Earlier this week, I received an email from a quilter in Australia asking for information about the book; she mentioned that she would just love to create a Courthouse Steps barn quilt. I had already been pondering what to post this week, and I was inspired to share a story of a really beautiful barn quilt that I visited in Hardin County, Kentucky, last summer

For me, there is nothing better than a barn quilt that is a replica of a cloth quilt. And this quilt has quite a bit of history.

The Lincoln Museum located in Hodgenville, Kentucky is about three miles from Abraham Lincoln's birthplace on Sinking Spring Farm in Hardin County. The museum houses memorabilia related to the president and his life, but it also contains artifacts of historical significance to the era in which the president lived. The Courthouse Steps quilt donated to the museum by Hardin County resident Thelma Stewart Ford is one of the treasures of the collection.

The quilt was begun by Thelma’s great-grandmother, Elizabeth Smith, who was born in 1831, and completed by Thelma’s grandmother, Mary Nay Stewart.

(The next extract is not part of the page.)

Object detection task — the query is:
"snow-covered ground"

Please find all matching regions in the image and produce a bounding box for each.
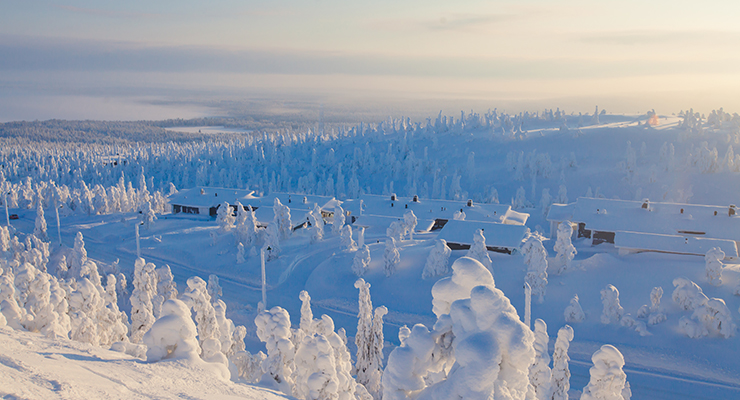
[2,108,740,399]
[164,126,253,135]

The heirloom passed to Thelma’s father, Berney, and then to Thelma, who was born in 1918.

Though quilts were made for everyday use, Thelma says, “I never recall seeing this one on a bed. From the time I was a child, we knew that it was a family treasure, and it had its own trunk.” The quilt square now has a prominent place on the barn where Thelma and her husband, Edward, farmed.

Isn't it gorgeous? And it was a perfect day--rare for me--for barn quilt photography!

Saturday, April 10, 2010

Save the Date!

Can you find the red spot on the map? That's Adams County, Ohio, home of the very first quilt trail.

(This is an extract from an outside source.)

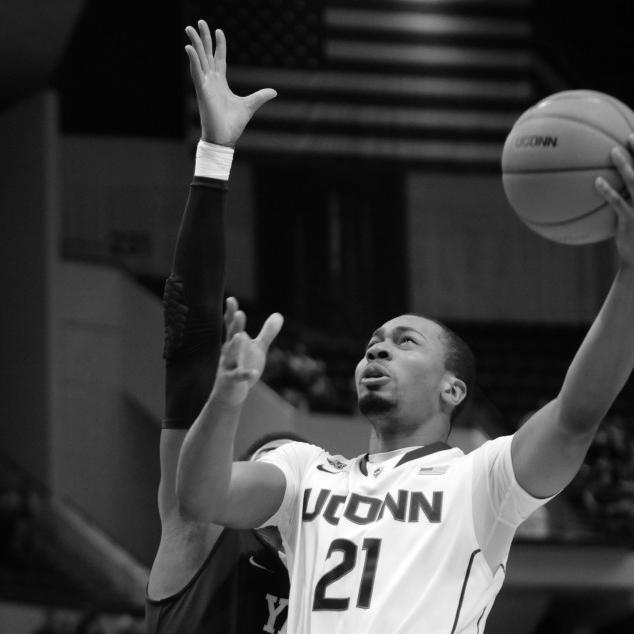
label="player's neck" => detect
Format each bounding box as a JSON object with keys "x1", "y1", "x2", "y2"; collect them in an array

Do you know how to get there? Start checking your maps; break out the trusty GPS.

Then mark your calendars for May 13-14, 2011, when we will gather to to celebrate the tenth anniversary of the quilt trails!

The event will be hosted by Donna Sue Groves along with Sonja Cropper of Brown County, Ohio, Tourism.

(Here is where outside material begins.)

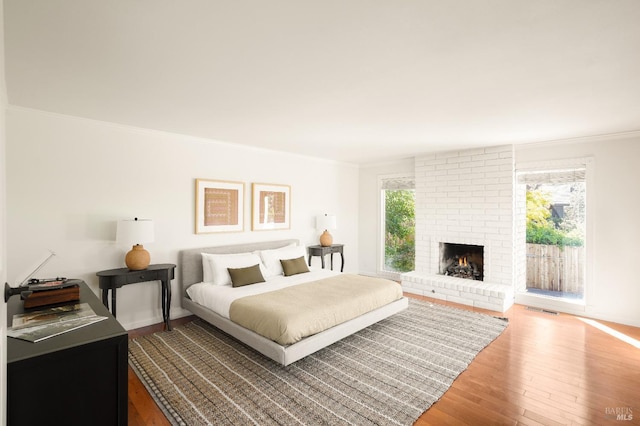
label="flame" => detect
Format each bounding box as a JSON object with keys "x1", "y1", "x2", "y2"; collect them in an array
[{"x1": 458, "y1": 257, "x2": 468, "y2": 266}]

Check back for details--I'll share them as they are available.

Hope to see you there!

Sunday, April 4, 2010

The Gospel of Groves

I heard recently from Barb Childers, who lives in Clermont County, the next county over from Adams, where the quilt trail began.

The photo is Barb's husband Russ, putting the finishing touches on a Bear Paw quilt he painted on a salvaged road sign--recycling at its best, no?

The Childers also painted the same pattern on their mailbox--I'll bet it makes the mail carrier smile.

Barb said she was pleased that those who read about the quilt trails will learn the "gospel of Groves," but she wasn't talking about just painted quilts.

In her work with the Ohio Arts Council, Donna Sue helped Russ move from the corporate world into a new life as a traditional Appalachian artist. He shares his love for Kentucky music, dance, and storytelling with school kids and throughout the region.

SO--what is this "Gospel of Groves?" Simply put, Donna Sue's understanding of the ability of grassroots arts to inspire and empower, to bring joy to those who participate.